Finally, in analyses of all other chemicals and causes of death, most associations were not statistically significant, although we did find several that were (Table 10). Notably, all-cause mortality risk was significantly elevated for both men and women exposed to O-dichlorobenzene and silica.
We extended by 10 years the mortality follow up investigation of the Hill Air Force Base cohort previously reported by Blair et al.7 In that study, only two statistically significant excesses were reported for workers exposed to TCE compared to workers with no chemical exposure: death from all cancers (relative risk = 1.1) and ischemic heart disease (relative risk = 1.1). In this update, we did not find any statistically significant associations for TCE, although more than 70% of the hazard ratios associated with ever exposed to TCE were greater than 1.0. The results for the relative risk of death from all cancers and ischemic heart disease were only slightly lower than in 1990. Most other associations were similar or changed only modestly between the 1990 and 2000 follow ups. There was a 0.30 or greater change in relative risk between the 1990 and 2000 follow ups for only a few causes of death: a decrease in the relative risk of death from cancer of the buccal cavity/pharynx (relative risk = 1.4 and 1.1, respectively), esophagus (relative risk = 5.6 and 1.9, respectively), primary liver (relative risk = 1.7 and 1.3, respectively), breast (relative risk = 1.8 and 1.2, respectively), kidney (relative risk = 1.6 and 1.2, respectively) and bladder (relative risk = 1.2 and 0.8, respectively), non-Hodgkin's lymphoma (relative risk = 2.0 and 1.4, respectively) and asthma (relative risk = 1.7 and 1.2, respectively), and an increase in the relative risk of death from cancer of the rectum (relative risk = 0.4 and 0.7, respectively) and bone (relative risk = 2.1 and 3.7, respectively) and bronchitis (relative risk = 2.4 and 3.6, respectively). All other associations involved less than a 0.30 change in relative risk between 1990 and 2000.
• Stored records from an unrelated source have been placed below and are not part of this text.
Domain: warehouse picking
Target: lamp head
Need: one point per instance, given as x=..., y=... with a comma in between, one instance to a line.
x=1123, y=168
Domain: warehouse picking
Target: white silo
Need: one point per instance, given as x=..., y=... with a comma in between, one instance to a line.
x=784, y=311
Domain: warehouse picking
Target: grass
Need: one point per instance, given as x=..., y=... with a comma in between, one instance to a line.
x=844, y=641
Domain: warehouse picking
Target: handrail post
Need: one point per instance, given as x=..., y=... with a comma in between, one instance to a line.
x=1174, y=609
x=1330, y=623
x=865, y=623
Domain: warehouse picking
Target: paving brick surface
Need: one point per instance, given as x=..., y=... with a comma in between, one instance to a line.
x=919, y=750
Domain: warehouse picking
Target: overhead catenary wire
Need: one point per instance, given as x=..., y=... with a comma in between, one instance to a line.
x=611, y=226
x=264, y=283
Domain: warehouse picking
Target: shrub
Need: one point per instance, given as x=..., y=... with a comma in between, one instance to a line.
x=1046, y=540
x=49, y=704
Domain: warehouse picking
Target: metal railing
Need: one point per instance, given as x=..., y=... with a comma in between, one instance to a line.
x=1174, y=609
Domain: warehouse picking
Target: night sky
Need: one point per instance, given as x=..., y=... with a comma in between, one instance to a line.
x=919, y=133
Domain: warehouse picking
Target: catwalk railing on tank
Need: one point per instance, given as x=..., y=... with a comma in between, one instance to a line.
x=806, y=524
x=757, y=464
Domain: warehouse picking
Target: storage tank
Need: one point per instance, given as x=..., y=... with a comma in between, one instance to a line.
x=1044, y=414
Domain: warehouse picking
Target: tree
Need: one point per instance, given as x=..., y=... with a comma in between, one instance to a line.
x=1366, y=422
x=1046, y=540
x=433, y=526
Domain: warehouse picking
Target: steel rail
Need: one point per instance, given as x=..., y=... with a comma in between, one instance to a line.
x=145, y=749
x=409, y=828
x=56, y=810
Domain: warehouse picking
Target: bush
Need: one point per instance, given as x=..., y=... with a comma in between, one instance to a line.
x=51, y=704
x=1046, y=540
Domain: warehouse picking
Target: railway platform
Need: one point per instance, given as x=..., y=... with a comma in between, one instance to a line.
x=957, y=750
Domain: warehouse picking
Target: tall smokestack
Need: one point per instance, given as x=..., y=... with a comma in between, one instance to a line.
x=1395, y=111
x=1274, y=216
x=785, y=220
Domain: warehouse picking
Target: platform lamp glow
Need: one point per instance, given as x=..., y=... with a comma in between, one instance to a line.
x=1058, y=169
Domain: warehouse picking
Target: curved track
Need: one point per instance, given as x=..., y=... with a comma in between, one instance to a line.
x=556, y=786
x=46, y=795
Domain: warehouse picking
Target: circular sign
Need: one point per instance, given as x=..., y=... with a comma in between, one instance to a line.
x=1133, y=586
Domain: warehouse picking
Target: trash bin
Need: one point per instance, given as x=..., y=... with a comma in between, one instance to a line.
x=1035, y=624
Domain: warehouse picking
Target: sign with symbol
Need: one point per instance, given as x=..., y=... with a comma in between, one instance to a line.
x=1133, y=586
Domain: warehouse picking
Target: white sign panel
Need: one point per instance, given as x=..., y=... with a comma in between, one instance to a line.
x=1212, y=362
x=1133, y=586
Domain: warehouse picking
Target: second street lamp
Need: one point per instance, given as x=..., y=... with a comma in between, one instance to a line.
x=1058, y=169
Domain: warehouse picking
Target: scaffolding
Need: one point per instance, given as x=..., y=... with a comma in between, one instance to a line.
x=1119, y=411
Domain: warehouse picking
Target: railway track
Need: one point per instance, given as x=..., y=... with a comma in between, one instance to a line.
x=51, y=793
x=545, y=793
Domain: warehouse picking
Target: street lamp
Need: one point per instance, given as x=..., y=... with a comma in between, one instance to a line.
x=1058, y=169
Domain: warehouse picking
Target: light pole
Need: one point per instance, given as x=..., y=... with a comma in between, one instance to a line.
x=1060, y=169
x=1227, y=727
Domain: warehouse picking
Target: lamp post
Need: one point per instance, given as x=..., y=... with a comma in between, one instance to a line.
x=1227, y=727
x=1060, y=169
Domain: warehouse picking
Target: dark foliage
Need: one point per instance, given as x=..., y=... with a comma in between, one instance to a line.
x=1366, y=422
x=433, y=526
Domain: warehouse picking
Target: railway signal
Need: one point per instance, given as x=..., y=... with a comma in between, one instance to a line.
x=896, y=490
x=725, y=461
In exposure-response analyses of TCE cumulative exposure, the monotonic exposure response gradients observed for ischemic heart disease and non-malignant respiratory disease in men in the 1990 follow up were also observed in the 2000 follow up, although the gradient was weaker for the latter in the most recent follow up. Of the gradients (defined as an increase in relative risk of 0.30 or more) we observed in 2000 for low level continuous compared to intermittent exposure, death from non-malignant respiratory disease and bronchitis had similarly strong gradients in 1990. (Results were not reported in the 1990 follow up for cancer of the buccal cavity/pharynx, central nervous and lymphatic/haematopoietic systems or Hodgkin's disease or emphysema). The gradient in the 1990 follow up for cancer of the stomach was no longer apparent in 2000 and the gradient in 1990 for non-Hodgkin's lymphoma was similar in 2000, although slightly less pronounced. In women, the gradient reported for the TCE cumulative exposure score for cerebrovascular disease in 1990 was also observed in the 2000 follow up, although the gradient was weaker in the latter follow up. In the exposure-response analyses of categories of TCE exposure in women, of the gradients we observed in 2000 for low level continuous compared to intermittent exposure (i.e., death from lung and bone cancers, cerebrovascular diseases, bronchitis and emphysema), only bronchitis was reported in the 1990 follow up and bronchitis had no deaths in any category in 1990. The gradient reported in the 1990 follow up for breast cancer was no longer apparent in the 2000 follow up. In general, for men and women, relative risks in most categories of the exposure response analyses were not statistically significant in either the 1990 or 2000 follow up, and since the number of deaths for particular causes often increased by only a few, there was not much opportunity for results to change substantially. Therefore, we observed no major changes in exposure-response gradients for TCE between the 1990 and 2000 follow up.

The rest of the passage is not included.